When running execute to trigger this source, at least one of the following should be provided as part of the inputs map with the following keys:
- FILE_STORAGE_ID
- FILE_NAME
If at least one of these values is not provided then the source will throw an exception.
GPAL Example:
// GPAL Script to define pipeline
val fileStorageSource = fileStorageSource()
pipelines {
pipeline("TEST_FILE_STORAGE") {
source(fileStorageSource)
.sink(fileSink)
}
}
Example of how you would trigger the execution of this pipeline in an event handler:
val pipelineManager = inject<PipelineManager>()
eventHandler<FileStorageData>(name = "FILE_PIPELINE_START") {
onCommit { event ->
val details = event.details
val pipeline = pipelineManager.getBatchPipeline("TEST_FILE_STORAGE")

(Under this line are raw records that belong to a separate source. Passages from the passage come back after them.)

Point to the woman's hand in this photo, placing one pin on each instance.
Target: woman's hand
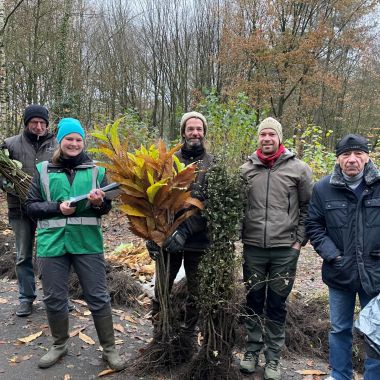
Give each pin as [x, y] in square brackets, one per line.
[95, 197]
[66, 209]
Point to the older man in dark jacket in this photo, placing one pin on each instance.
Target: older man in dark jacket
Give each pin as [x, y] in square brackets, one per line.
[34, 144]
[344, 228]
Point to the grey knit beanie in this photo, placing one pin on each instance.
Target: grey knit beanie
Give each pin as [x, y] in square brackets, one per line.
[188, 116]
[271, 123]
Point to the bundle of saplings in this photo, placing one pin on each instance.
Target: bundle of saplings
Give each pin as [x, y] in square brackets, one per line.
[13, 178]
[218, 298]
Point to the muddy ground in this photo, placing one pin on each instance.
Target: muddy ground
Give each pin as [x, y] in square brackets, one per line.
[132, 327]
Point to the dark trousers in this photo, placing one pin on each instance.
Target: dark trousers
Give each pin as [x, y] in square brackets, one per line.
[91, 271]
[24, 231]
[191, 260]
[269, 275]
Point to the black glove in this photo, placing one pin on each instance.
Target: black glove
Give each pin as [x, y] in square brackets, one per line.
[175, 242]
[153, 249]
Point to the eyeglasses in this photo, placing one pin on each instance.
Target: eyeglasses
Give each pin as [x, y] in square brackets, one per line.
[36, 123]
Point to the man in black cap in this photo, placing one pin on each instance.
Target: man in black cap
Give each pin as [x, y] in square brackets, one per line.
[344, 228]
[34, 144]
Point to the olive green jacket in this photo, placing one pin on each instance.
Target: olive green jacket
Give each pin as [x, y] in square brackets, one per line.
[277, 201]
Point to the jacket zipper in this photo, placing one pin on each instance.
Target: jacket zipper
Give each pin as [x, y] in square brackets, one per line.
[266, 210]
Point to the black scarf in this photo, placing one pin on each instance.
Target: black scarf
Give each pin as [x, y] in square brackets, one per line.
[193, 153]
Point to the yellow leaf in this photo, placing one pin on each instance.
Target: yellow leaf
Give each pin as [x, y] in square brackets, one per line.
[106, 372]
[128, 318]
[152, 190]
[118, 327]
[114, 136]
[195, 202]
[86, 338]
[100, 136]
[311, 372]
[30, 338]
[76, 331]
[129, 210]
[178, 164]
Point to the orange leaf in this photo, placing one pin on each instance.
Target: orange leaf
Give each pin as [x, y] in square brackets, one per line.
[30, 338]
[86, 338]
[195, 202]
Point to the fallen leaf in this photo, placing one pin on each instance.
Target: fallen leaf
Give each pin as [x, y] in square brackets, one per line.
[199, 339]
[118, 327]
[29, 338]
[311, 372]
[80, 302]
[128, 318]
[14, 359]
[76, 331]
[26, 357]
[86, 338]
[106, 372]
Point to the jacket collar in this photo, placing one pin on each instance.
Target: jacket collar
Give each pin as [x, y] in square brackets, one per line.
[371, 175]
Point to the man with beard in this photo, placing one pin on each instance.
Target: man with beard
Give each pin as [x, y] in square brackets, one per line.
[189, 241]
[33, 145]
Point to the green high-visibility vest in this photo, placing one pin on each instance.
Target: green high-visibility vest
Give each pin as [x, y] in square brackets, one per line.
[79, 233]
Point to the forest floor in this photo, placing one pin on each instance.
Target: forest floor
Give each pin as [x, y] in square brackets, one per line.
[18, 360]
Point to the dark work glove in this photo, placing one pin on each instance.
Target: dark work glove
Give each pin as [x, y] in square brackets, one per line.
[153, 249]
[175, 242]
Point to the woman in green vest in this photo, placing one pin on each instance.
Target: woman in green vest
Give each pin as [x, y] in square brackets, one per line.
[70, 235]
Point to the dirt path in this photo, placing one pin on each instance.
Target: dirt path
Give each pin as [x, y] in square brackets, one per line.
[133, 331]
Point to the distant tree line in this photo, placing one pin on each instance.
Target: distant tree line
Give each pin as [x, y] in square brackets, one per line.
[311, 62]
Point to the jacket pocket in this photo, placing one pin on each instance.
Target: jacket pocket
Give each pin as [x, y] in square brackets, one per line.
[336, 213]
[375, 253]
[372, 212]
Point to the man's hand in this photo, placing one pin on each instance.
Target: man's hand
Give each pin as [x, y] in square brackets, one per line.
[8, 186]
[297, 246]
[175, 242]
[96, 197]
[66, 209]
[153, 249]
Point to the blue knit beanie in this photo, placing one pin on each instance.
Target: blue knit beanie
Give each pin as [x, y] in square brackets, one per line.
[69, 125]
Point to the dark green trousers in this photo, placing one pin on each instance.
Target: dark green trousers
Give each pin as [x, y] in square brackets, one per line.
[269, 277]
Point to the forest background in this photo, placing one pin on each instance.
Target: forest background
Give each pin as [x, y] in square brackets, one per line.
[314, 65]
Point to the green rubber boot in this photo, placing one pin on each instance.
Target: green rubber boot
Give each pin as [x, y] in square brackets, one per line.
[104, 328]
[60, 332]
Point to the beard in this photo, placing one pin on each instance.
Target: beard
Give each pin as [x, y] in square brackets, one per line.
[193, 143]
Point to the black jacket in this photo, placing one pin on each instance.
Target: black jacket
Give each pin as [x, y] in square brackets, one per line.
[195, 227]
[341, 224]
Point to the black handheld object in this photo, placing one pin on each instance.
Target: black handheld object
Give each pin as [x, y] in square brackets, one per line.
[74, 200]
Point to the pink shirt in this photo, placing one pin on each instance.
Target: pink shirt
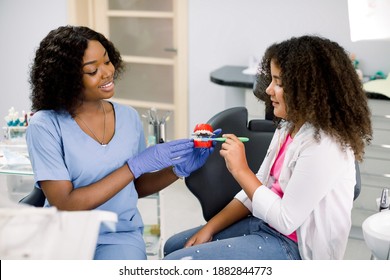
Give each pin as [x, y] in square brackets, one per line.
[275, 174]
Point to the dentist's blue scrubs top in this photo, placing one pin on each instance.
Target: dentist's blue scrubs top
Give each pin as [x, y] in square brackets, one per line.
[60, 150]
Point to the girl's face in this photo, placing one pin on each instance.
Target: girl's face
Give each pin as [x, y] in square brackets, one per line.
[98, 78]
[276, 93]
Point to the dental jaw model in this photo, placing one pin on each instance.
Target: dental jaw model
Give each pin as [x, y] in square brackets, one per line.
[203, 131]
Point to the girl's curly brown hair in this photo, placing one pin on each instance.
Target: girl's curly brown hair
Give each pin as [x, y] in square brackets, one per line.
[321, 87]
[56, 73]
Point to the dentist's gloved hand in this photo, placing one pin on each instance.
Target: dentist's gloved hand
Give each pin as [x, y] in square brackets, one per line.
[160, 156]
[195, 160]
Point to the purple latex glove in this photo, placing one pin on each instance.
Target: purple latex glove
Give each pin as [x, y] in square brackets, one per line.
[160, 156]
[195, 160]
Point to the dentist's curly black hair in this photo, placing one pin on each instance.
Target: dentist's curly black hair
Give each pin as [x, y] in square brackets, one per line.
[321, 87]
[56, 73]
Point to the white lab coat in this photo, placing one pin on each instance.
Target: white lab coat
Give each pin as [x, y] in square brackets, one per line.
[318, 180]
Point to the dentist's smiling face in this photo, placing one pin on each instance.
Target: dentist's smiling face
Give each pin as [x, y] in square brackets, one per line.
[98, 78]
[276, 93]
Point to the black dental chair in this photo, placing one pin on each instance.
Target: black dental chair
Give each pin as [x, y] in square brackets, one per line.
[212, 184]
[35, 198]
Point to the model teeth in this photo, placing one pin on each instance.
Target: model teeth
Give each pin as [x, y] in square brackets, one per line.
[106, 85]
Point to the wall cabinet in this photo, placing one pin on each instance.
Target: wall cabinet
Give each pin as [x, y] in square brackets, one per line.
[375, 169]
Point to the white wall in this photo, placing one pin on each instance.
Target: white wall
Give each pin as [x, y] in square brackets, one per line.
[23, 24]
[227, 32]
[221, 32]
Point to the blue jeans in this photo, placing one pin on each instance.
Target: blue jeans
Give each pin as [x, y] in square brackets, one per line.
[248, 239]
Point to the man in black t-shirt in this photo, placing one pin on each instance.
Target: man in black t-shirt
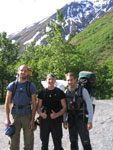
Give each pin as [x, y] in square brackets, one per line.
[51, 106]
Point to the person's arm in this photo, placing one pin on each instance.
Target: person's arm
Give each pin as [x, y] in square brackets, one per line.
[61, 112]
[39, 105]
[7, 107]
[33, 110]
[89, 105]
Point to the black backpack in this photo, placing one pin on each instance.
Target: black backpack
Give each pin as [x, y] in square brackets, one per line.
[15, 84]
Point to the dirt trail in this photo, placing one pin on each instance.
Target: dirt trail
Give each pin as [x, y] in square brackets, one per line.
[101, 134]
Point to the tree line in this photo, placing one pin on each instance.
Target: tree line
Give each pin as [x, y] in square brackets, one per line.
[58, 56]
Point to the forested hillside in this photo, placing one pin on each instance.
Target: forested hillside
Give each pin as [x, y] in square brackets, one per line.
[90, 50]
[96, 45]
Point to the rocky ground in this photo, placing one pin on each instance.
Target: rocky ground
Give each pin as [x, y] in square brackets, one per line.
[101, 135]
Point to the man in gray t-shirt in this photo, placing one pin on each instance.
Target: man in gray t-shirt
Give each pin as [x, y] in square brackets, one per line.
[22, 114]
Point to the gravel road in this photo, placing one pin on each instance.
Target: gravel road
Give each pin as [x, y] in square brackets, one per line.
[101, 135]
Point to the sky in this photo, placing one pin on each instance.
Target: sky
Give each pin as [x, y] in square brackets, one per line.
[18, 14]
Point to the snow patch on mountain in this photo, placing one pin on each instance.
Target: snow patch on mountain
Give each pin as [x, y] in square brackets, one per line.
[32, 39]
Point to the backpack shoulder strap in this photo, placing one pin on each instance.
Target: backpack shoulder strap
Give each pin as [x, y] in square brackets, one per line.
[28, 88]
[79, 91]
[15, 83]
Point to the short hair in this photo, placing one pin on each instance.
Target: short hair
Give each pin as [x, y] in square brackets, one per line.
[51, 75]
[22, 66]
[70, 74]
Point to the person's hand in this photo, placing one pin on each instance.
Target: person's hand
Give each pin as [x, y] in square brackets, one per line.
[7, 123]
[65, 125]
[53, 115]
[89, 126]
[43, 115]
[32, 124]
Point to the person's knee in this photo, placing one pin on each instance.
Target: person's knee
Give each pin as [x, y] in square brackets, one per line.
[87, 146]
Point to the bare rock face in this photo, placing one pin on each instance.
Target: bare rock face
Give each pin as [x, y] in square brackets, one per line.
[101, 135]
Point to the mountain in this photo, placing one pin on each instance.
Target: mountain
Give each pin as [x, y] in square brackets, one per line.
[96, 41]
[77, 15]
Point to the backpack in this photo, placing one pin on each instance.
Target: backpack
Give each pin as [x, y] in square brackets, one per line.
[15, 84]
[87, 80]
[75, 102]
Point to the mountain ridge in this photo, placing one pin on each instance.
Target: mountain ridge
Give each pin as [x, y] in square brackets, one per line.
[77, 15]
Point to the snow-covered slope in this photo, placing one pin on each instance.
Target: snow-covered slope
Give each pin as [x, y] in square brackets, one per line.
[77, 15]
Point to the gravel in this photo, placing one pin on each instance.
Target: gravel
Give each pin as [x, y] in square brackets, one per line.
[101, 135]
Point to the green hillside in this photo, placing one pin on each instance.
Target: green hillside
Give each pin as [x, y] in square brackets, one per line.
[96, 41]
[96, 46]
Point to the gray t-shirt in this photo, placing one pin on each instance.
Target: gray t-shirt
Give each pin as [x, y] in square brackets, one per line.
[21, 97]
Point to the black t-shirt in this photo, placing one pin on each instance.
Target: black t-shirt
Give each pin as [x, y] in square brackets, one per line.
[51, 99]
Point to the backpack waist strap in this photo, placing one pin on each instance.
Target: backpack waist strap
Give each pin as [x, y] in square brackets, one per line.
[21, 106]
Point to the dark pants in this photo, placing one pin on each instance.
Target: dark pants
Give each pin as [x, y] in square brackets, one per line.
[78, 126]
[55, 127]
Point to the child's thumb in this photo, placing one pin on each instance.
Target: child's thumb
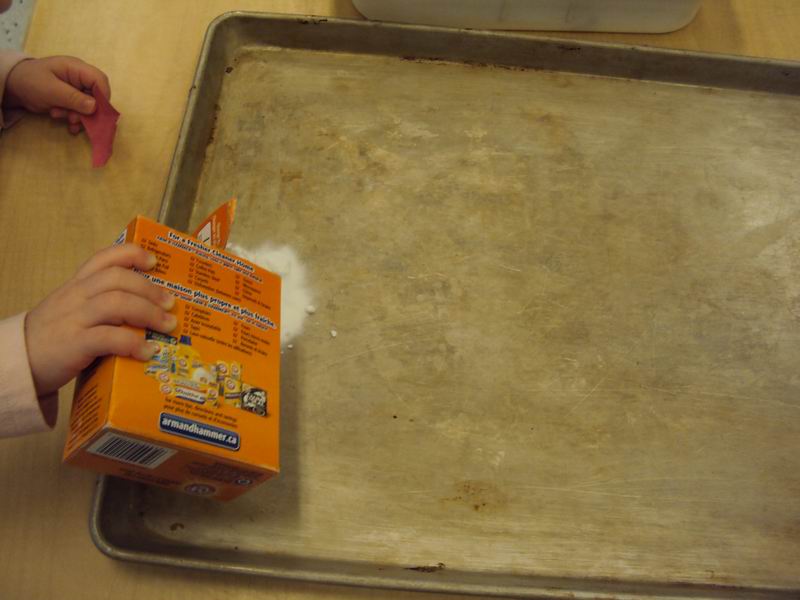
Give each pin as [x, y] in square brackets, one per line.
[64, 95]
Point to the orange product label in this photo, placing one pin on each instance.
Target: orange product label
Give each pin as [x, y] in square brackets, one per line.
[202, 415]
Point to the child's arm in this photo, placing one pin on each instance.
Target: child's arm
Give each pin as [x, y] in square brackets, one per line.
[81, 320]
[58, 85]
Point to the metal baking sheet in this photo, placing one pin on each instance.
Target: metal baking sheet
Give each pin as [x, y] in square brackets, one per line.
[565, 279]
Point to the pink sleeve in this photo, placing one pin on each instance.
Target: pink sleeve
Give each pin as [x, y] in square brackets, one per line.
[8, 60]
[21, 411]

pipeline?.execute(mapOf("FILE_STORAGE_ID" to details.fileStorageId, "FILE_NAME" to details.fileName))
// note: both id and file name are not necessary but can be provided
ack()
}
}
File Storage Sink
A sink into a file which takes a stream of strings as input.
It requires a FileStorageClient
and some config of type FileStorageSinkConfig
.
The config is used to set the userName
and the fileName
.
There is also a buildFileName
lambda function which allows the user to do add some logic to make the fileName
dynamic.
GPAL Example:
// Create a counter which we use in the buildFileName lambda.
val counter = AtomicInteger(0)
// db source which emits a stream of table entities
val dbSource = dbBulkQuery<TableEntity>()
// file sink, we use the fileStorageSink {} lambda to initialise it.
val fileSink = fileStorageSink {
userName = "JohnDoe"
buildFileName {
"processedFile" + counter.getAndIncrement() + ".csv"
}
}
pipelines {
pipeline("TEST_FILE_STORAGE") {
// since the source outputs a different type to what the sink takes we convert it to the respective type, i.e. a string.
source(dbSource)
.map{
"${it.recordId}, ${it.timestamp}"
}
.sink(fileSink)
}
}